In March, London clinicians injected six volunteers
with tiny doses of TGN1412, an experimental therapy
for rheumatoid arthritis and multiple sclerosis that
had previously been given, with no obvious ill
effects, to mice, rats, rabbits, and monkeys. Within
minutes, the human test subjects were writhing on the
floor in agony. The compound was designed to dampen
the immune response but it had supercharged theirs,
unleashing a cascade of chemicals that sent all six to
the hospital. Several of the men suffered permanent
organ damage, and one man's head swelled up so
horribly that British tabloids refer to the case as
the "elephant man trial."
Animal rights activists in Britain pounced, declaring
the uselessness of animal experimentation in the
development of human drugs. A group called Uncaged
declared that it was immoral "to subject animals to
painful, distressing and lethal experiments when the
results are not applicable to humans." This is
fundamentally dishonest, of course—there would be no
medical advance without animal experimentation.
Examples range from Frederick Banting and Charles
Best's diabetic dogs, which proved the existence of
insulin in the 1920s, to the mice who confirmed the
value of anti-angiogenesis drugs, which block the
growth of blood vessels that feed tumors. Still, it is
true that animal tests, even on multiple species, do
not always predict the toxicity of pharmaceuticals or
industrial chemicals in humans. This doesn't make
animal testing any less crucial to the development and
testing of drugs. But in an era in which drug
development is growing increasingly sophisticated, it
may point to the need for new designs in animal
testing.
Over the years, toxicologists have developed rules of
thumb for which animals will best model the toxic
symptoms they expect in man. An early example was the
canary in the coal mine. As the Bureau of Mines'
George A. Burrell noted in 1912, in the presence of
excess carbon monoxide, "a bird sways noticeably on
its perch before falling, and its fall is a better
indication of danger than is the squatting, extended
posture that some poisoned mice assume." Dogs, it
turns out—usually beagles, in particular—are man's
best test animal, in that the same compounds
frequently sicken dogs and their masters (though dogs
tend to vomit more than we do).
But just how often do animal tests predict side
effects in humans? Surprisingly, although it is
central to the legitimacy of animal testing, only a
dozen or so scholars over the past 30 years have
explored this question. The results, such as they are,
have been somewhat discouraging. One of the
scientists, Ralph Heywood, stated in 1989 that "there
is no reliable way of predicting what type of toxicity
will develop in different species to the same
compound." The concordance between man and animal
toxicity tests, he said, assessing three decades of
studies on the subject, was somewhere below 25
percent. "Toxicology," concluded Heywood, "is a
science without a scientific underpinning."
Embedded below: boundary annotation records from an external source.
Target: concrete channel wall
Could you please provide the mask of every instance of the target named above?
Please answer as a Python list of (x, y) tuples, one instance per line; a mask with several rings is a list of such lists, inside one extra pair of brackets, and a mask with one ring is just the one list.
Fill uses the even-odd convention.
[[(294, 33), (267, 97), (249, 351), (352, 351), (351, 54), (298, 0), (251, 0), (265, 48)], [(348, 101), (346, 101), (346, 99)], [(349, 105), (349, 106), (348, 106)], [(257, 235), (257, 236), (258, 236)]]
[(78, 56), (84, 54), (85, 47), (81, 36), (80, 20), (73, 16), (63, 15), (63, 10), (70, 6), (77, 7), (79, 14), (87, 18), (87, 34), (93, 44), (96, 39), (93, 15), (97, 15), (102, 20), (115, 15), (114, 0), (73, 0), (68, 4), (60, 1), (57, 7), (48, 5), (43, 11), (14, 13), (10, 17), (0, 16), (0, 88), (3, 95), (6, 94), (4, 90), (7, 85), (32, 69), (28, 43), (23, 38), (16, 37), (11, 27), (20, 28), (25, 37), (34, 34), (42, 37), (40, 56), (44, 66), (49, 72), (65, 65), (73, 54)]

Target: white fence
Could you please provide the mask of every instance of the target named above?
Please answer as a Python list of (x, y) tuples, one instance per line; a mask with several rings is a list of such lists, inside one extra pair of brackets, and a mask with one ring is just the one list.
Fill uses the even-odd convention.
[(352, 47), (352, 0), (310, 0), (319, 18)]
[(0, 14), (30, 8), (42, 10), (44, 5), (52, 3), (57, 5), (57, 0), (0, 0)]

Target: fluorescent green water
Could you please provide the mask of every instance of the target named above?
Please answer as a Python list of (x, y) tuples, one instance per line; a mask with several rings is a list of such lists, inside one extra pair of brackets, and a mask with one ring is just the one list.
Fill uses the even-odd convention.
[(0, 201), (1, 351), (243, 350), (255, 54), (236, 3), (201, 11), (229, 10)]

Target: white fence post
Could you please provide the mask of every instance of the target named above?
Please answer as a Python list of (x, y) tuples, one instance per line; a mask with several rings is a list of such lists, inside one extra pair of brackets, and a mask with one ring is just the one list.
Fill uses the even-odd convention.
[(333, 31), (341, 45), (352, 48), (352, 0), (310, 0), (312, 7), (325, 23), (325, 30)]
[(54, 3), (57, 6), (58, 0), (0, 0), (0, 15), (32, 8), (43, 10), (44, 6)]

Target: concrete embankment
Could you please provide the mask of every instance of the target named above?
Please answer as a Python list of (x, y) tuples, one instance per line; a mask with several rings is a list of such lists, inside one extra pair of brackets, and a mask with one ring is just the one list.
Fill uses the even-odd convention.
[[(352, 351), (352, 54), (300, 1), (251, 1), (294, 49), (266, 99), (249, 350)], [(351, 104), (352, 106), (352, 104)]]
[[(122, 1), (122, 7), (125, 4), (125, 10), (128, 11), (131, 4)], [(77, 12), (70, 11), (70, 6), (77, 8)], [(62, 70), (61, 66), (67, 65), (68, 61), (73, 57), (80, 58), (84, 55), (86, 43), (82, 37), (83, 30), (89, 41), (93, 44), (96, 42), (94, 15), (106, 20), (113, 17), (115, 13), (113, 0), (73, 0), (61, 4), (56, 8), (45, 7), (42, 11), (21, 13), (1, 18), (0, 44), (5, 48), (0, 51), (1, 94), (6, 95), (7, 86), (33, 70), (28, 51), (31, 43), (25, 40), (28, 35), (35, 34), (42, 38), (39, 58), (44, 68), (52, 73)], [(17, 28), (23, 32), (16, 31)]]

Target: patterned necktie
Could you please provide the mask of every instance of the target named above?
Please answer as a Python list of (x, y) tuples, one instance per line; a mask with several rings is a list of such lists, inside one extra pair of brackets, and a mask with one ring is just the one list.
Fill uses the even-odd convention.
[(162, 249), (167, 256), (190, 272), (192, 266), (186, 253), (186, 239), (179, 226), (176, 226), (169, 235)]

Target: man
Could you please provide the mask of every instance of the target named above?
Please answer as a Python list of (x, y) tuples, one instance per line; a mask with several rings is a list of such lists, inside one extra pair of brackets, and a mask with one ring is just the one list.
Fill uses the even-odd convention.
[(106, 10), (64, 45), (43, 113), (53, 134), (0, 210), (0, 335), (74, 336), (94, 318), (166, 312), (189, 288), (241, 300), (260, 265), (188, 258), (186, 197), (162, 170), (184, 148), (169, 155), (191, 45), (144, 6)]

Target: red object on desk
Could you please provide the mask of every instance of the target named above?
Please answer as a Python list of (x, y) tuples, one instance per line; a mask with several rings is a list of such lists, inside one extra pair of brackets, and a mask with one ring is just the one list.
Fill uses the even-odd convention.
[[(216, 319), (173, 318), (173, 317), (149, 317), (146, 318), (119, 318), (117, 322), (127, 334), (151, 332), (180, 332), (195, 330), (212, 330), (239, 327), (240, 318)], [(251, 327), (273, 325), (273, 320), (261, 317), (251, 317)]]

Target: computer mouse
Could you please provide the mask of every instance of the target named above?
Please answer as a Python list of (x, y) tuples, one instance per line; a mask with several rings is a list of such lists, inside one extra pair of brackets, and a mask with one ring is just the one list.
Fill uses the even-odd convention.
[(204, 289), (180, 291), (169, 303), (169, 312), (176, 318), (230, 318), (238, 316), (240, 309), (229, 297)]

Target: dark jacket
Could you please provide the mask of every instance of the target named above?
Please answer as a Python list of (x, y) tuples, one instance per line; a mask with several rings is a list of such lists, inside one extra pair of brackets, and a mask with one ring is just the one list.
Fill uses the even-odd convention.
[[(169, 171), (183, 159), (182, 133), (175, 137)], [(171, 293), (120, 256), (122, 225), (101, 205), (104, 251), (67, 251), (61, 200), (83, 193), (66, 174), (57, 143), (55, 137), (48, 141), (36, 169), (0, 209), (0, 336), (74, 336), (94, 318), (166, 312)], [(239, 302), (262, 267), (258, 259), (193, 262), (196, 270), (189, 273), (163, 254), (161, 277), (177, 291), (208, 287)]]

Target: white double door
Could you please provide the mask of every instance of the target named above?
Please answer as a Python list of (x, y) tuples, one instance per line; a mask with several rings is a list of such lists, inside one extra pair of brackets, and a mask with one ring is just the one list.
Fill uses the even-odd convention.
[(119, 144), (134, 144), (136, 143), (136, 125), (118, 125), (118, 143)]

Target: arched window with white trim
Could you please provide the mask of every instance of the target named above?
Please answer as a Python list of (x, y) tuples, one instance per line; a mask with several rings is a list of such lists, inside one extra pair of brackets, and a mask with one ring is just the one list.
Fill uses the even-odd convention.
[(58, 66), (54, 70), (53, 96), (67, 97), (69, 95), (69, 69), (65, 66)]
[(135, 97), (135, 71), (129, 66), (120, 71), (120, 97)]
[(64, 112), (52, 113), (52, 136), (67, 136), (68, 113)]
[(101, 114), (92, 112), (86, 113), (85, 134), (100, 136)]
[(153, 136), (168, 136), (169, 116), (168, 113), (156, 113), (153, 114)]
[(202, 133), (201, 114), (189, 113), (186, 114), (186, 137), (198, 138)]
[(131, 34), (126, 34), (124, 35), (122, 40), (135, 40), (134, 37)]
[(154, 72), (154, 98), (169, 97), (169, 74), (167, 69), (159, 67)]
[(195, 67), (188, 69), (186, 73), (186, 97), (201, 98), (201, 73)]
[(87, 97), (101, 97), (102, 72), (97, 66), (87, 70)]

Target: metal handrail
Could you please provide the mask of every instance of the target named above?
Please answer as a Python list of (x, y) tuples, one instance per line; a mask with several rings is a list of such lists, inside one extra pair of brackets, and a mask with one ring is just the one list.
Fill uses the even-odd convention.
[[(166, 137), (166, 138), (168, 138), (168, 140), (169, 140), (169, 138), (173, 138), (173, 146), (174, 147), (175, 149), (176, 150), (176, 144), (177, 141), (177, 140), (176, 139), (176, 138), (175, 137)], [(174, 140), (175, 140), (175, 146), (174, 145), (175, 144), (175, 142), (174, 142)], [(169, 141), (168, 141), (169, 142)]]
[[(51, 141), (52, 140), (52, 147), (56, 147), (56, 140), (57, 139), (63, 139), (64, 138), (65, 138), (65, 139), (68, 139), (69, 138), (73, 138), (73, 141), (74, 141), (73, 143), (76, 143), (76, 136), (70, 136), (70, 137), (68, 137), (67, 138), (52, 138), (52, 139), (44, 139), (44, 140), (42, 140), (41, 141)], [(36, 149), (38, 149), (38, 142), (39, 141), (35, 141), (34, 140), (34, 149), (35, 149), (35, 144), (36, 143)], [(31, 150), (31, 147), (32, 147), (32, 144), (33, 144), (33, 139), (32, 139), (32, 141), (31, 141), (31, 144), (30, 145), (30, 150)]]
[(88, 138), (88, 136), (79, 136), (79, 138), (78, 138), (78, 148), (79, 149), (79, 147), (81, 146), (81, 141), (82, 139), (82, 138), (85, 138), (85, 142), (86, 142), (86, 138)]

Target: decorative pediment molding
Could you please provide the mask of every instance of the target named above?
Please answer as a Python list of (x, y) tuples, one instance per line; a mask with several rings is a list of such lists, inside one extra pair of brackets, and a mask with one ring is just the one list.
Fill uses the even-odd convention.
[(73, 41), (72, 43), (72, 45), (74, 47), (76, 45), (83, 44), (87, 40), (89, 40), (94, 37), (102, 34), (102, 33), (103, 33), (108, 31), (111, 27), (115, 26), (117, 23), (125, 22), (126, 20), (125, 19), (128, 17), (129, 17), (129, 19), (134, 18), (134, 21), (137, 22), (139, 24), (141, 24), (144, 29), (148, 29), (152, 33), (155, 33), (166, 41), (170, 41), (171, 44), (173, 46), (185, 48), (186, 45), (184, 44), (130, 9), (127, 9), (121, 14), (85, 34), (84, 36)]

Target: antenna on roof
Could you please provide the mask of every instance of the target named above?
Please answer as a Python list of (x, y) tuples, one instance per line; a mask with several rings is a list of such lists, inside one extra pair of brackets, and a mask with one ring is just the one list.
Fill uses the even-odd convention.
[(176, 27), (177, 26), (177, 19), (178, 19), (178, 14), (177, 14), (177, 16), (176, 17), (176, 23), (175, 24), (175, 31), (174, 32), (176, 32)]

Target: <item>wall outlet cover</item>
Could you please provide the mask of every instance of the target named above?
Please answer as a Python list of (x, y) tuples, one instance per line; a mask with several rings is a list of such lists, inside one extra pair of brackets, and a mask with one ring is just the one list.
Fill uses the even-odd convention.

In 1999, the Health and Environmental Science
Institute, a Washington, D.C.,-based group that brings
together business, academic, and government experts to
assess risks in public health, began a thorough
examination. Working with confidential data provided
by 12 pharmaceutical companies on 150 compounds that
had produced a variety of toxic effects in people, an
institute-hosted workshop found that only 43 percent
of the drugs produced similar problems in rodents, and
63 percent did so in nonrodents. These are not
reassuring numbers. (Though they would look better if
the institute's review had included the 90 percent of
drug candidates that are screened out by animal
toxicity, and thus never even tested on humans.)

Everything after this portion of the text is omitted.